Saunders works primarily with acrylics and embraces the “messiness and forgiving nature of palette knives.” By painting layers upon layers, she achieves her signature style of rich texture and unique harmony of colors, specifically turquoise, rust and golds.
“Every time I start [a painting] I have no idea [where it’s going]. It leads me, the painting goes where it needs to go. I’m just the conduit for the paint,” she said.
But something cerebral happens, too. The music she ingests registers deep inside, revealing itself later in her art. “My paintings are me putting my memories and stories on a page. It’s a full story and a memory for me. I get letters so often from buyers saying this brought back this memory,” she said.
For Saunders, bliss is when she and her husband — an anesthesiologist by day, and the keyboardist for the local band My Man Henry by night — are home with their two youngest children, each engaged in their respective artistic passions. “When he’s playing and I’m painting, I just think how wonderful it is,” she said.
Katrinia Chenevert spent 28 years in the Navy. When she retired, she moved to Asheville in 2008 and enrolled at UNC Asheville to study art. But she was torn as to which medium to focus on. Print making? Stone lithography? Neither, it turns out.
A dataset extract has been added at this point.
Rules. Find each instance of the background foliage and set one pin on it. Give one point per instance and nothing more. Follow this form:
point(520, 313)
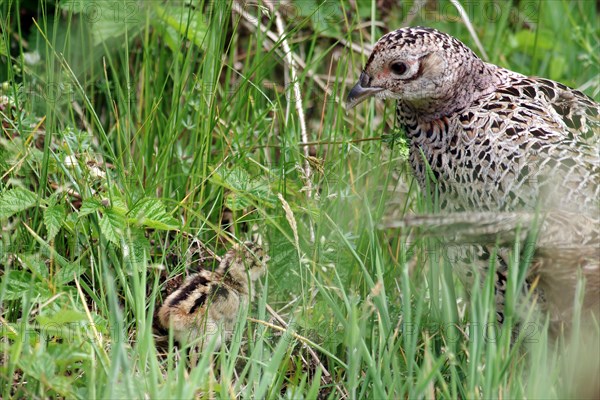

“I was also taking painting classes. I was the last class to go through UNCA with Virginia Derryberry. Had she not retired, I may have graduated as a painting art major,” Chenevert said.
But she didn’t, thanks to a 3D painting assignment that introduced her to Marisol Escobar, a famous sculptor who died in 2016. “I saw how she built things, boxes made of wood, and sculpted things. I fell in love with her work and that was it,” Chenevert said.
Chenevert uses watercolor, acrylic or oil, depending on the theme or composition of the subject. Her 3D work is constructed using mixed media to make soft sculptures, 3D assemblages and installations. Theme and subject often dictate whether her work will be a 2D or 3D creation.
Chenevert was the artist-in-residence at 310 Art at Riverview Station for five years before opening her own gallery in December 2020, at the height of COVID, but closed in November. Now her work is shown at Marquee in the River Arts District.
Art makes her happy, she said, in ways others have noticed.
“People who have known me say, ‘You’re so happy.’ It’s a creative space in my mind, there are tabs open all the time. I have so many projects in my head; it’s exhausting,” she said.